Christopher Santoso, 32, is a graduate of the Minneapolis College of Art and Design who moved to Chicago in 2014 to get closer to its footwork scene. He produces dance tracks under the name Please, runs the label Issa Party, and cofounded the Smart Bar series Relate.
As told to Leor Galil
My parents really encouraged music making and the act of playing an instrument. I started pretty early with piano, viola, and guitar. That got me into production—around 14 I had my first DAW, which was Cool Edit Pro.
My mom wanted me to start out on piano, and I gradually got into string instruments. The viola was a random pick—I just thought the name was cool. It’s got a bit of that midrange tone that most string instruments don’t have, so that’s something that really stood out to me.
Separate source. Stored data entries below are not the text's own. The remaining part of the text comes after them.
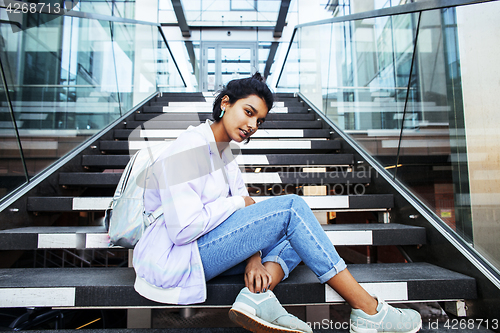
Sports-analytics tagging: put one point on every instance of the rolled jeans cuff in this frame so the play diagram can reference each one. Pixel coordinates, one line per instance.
(280, 261)
(337, 268)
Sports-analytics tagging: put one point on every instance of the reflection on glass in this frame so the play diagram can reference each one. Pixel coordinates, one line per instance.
(289, 75)
(427, 145)
(12, 172)
(231, 12)
(68, 78)
(428, 114)
(235, 63)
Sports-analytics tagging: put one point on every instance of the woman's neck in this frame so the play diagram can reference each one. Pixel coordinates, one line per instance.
(220, 135)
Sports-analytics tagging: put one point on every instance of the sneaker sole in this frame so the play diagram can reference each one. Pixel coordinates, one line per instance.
(368, 330)
(256, 324)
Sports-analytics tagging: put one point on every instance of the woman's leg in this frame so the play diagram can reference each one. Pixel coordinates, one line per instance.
(264, 225)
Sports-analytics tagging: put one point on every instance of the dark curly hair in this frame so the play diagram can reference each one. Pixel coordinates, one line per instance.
(242, 88)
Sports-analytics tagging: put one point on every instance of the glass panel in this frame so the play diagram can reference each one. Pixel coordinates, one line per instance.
(451, 159)
(211, 69)
(121, 8)
(357, 73)
(425, 162)
(134, 49)
(63, 93)
(235, 63)
(314, 52)
(12, 169)
(168, 77)
(289, 80)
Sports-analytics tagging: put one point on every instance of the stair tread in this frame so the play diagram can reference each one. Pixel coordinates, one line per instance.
(308, 160)
(174, 133)
(183, 124)
(94, 237)
(114, 286)
(203, 116)
(332, 202)
(254, 145)
(300, 178)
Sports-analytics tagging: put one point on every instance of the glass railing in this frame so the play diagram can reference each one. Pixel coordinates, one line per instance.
(417, 91)
(65, 78)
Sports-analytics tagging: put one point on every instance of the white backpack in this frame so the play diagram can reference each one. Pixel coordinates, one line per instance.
(125, 217)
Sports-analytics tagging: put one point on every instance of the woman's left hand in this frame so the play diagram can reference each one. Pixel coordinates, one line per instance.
(257, 278)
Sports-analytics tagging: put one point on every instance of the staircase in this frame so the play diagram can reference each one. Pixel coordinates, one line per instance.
(63, 254)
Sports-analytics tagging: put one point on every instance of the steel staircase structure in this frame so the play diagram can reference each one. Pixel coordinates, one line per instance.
(58, 247)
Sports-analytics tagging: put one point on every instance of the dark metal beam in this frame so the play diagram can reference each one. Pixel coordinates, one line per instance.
(181, 18)
(270, 59)
(280, 23)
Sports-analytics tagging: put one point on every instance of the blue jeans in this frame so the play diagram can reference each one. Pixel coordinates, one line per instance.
(283, 228)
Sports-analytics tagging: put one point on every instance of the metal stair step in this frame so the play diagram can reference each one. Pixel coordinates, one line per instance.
(205, 116)
(266, 125)
(174, 133)
(307, 160)
(261, 146)
(113, 287)
(270, 178)
(373, 234)
(160, 107)
(366, 202)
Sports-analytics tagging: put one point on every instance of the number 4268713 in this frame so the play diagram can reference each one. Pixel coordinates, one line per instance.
(24, 7)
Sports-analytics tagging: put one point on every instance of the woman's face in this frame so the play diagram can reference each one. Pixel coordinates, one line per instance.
(243, 118)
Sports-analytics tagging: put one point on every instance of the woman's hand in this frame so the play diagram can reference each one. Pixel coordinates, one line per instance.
(257, 278)
(248, 201)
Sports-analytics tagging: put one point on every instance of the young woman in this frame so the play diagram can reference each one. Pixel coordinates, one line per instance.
(211, 225)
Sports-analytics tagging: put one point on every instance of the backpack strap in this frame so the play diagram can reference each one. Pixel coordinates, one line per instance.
(152, 217)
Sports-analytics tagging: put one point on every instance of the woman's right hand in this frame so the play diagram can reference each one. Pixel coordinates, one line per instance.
(248, 201)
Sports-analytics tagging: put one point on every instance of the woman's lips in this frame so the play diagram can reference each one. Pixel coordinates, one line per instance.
(243, 133)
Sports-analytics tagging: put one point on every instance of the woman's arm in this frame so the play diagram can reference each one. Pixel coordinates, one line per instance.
(190, 194)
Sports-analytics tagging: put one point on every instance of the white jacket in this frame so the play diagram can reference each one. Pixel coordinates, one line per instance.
(196, 195)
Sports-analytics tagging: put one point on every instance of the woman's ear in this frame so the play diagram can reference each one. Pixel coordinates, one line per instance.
(224, 102)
I gradually got into guitar because of punk-rock music.
There’s this venue called the Warehouse in La Crosse, Wisconsin. The owner of the place, he used to be in a new-wave, postpunk band, and he started this all-ages venue in the middle of nowhere, Wisconsin, which I happened to be in, and that’s what really fueled my interest in the music scene and music in general. It was quite fascinating having that outlet there to have a way to connect with bands, and later get me into electronic music.
There weren’t really people to show me the ropes as far as music goes, so I had to look for and search and dig through the Internet using Kazaa or Limewire. Those were my means of finding new music, and those helped guide me.
At first I got into the emo scene, and then I gradually got into more postrock. I was listening to bands like Isis, Converge—you name it. I was interested in making noise, ’cause I was in a band at the time. I couldn’t play the guitar as well as I thought I could. I couldn’t shred, so I would improvise by making loops. The band members weren’t really impressed by it. They were like, “Oh, he’s just making noise.” It really made sense later on—and currently, in terms of me being an electronic music producer.
[In high school] I was a bit of a loner. I spent most of my time in the computer lab just making music by myself—putting together songs and trying to figure out how to mix and master. That gradually changed in college. Some college mates were really big into techno and house, and were showing me the ropes. After college I started getting into production. It was around the time that the recession was happening—it was a hard time to find a job. But I was able to freelance and save up some money for Ableton. I started listening to DJ Rashad at the time, and that played a big role in making me want to pursue production full-time.
The final semester of my time at MCAD, my friends and I were screen printing our final projects. So we went out to smoke weed, and [my friend] was just like, “Man, I’ve gotta show you this music.” And he showed me DJ Rashad, and I was like, “What is this music?” I’d heard the term “footwork” before from the band Salem. I’d looked at Rashad’s music here and there, but it wasn’t until he released volume one of Welcome to the Chi—that really got my attention. I was like, “Man, if I could meet him and pick his brain—if he’s cool with that—to understand this music.” I wasn’t able to achieve that dream because he passed away. I was in Detroit at the time, because my brother was living there, and I was going back and forth between Chicago and Michigan to find work.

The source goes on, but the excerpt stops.